43. STATISTICAL CONSIDERATION
• At the planning stage some statistical considerations regarding the
manner in which the data will be tabulated and analyzed at the end
of the study should carefully be considered.
• It includes
1. Efficacy and safety assessment
2. Sample size estimation
3. Possible interim analysis and data monitoring
4. Clinical inference.
44. SAMPLE SIZE ESTIMATION
• For assessment of the effectiveness and safety of a study drug, a
typical approach is first to show that the study drug is statistically
significant compared to a placebo control.
• Statistically significant difference- high probability of correctly
detecting a clinically meaningful difference.
• The probability of correctly detecting a clinically meaningful
difference is known as the statistical power of the trial.
• In clinical trials, for a given significance level, we can increase the
statistical power by increasing the sample size.
45. INTERIM ANALYSIS AND DATA MONITORING
• A process of examining and/or analyzing data accumulating in a
clinical trial, either formally or informally, during the conduct of the
clinical trial.
• Provides an administrative tool for terminating a trial during which
either a superior efficacy or an excessive safety risk in the
treatment presented to patients is observed.
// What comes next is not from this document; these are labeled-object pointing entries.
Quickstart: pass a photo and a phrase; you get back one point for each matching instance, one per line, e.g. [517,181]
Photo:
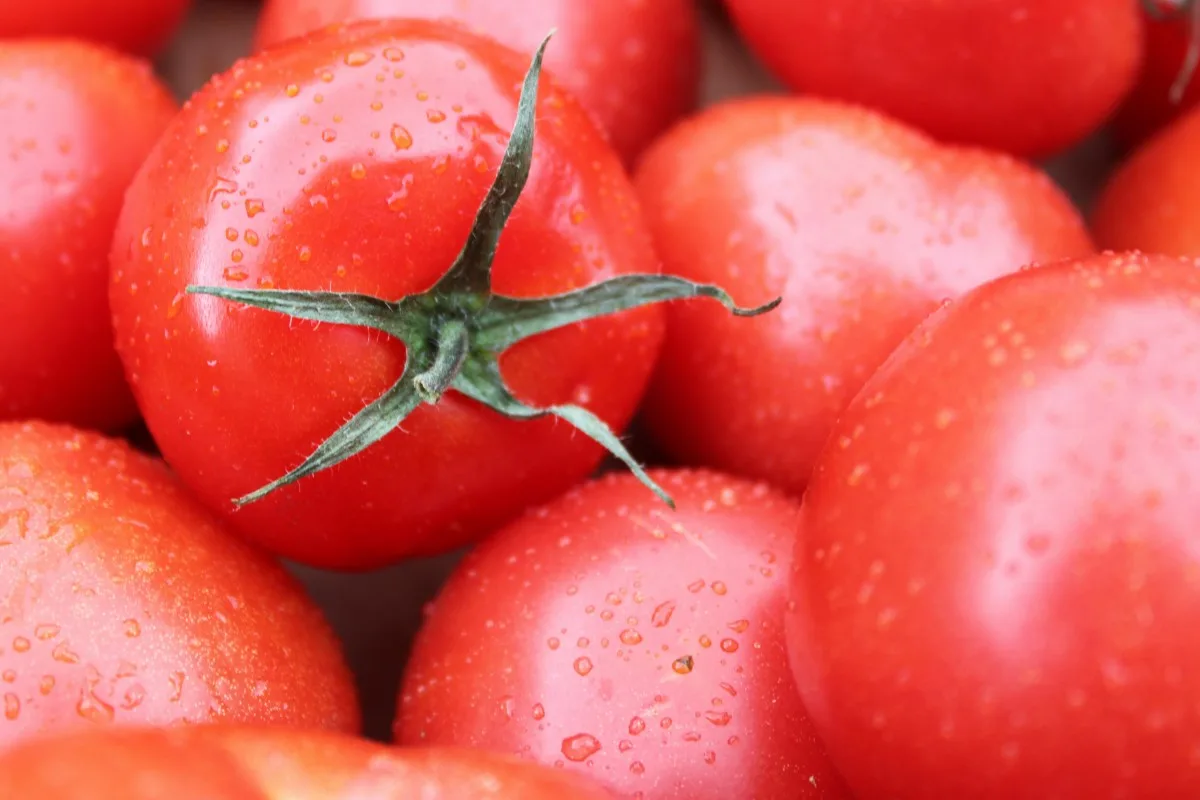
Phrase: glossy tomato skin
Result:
[1152,200]
[641,647]
[78,120]
[995,585]
[139,26]
[124,602]
[1149,107]
[354,161]
[633,64]
[245,763]
[861,223]
[1029,78]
• If no interim analysis is intended, the reasons why an interim
analysis is not necessary for the study are to be clearly stated in the
study protocol.
46. STATISTICAL AND CLINICAL INFERENCE
• Statistical inference is only a part of induction process for the
conclusions obtained from clinical trials, and it should not preclude
the possibility of a meaningful clinical inference.
• Clinical inference is rarely based on the results of a single clinical
trial.
• In order to investigate the effectiveness and safety of a therapeutic
agent or a class of therapeutic agents, a series of clinical trials with
the same design and concurrent control is usually conducted over
patients with similar but different characteristics.
47. REFERENCES
• Umscheid CA, Margolis DJ, Grossman CE. Key concepts of clinical trials: a
narrative review. Postgraduate medicine. 2011 Sep 1;123(5):194-204.
• Evans SR. Fundamentals of clinical trial design. Journal of experimental
stroke & translational medicine. 2010 Jan 1;3(1):19.
• Chow SC, Liu JP. Design and analysis of clinical trials: concepts and
methodologies. John Wiley & Sons; 2008 Dec 4.
• Daly, Jeanne, et al. "A hierarchy of evidence for assessing qualitative health
research." Journal of clinical epidemiology60.1 (2007): 43-49.
• Evans CH, Ildstad ST. Small Clinical Trials. Issues and Challenges. 2001.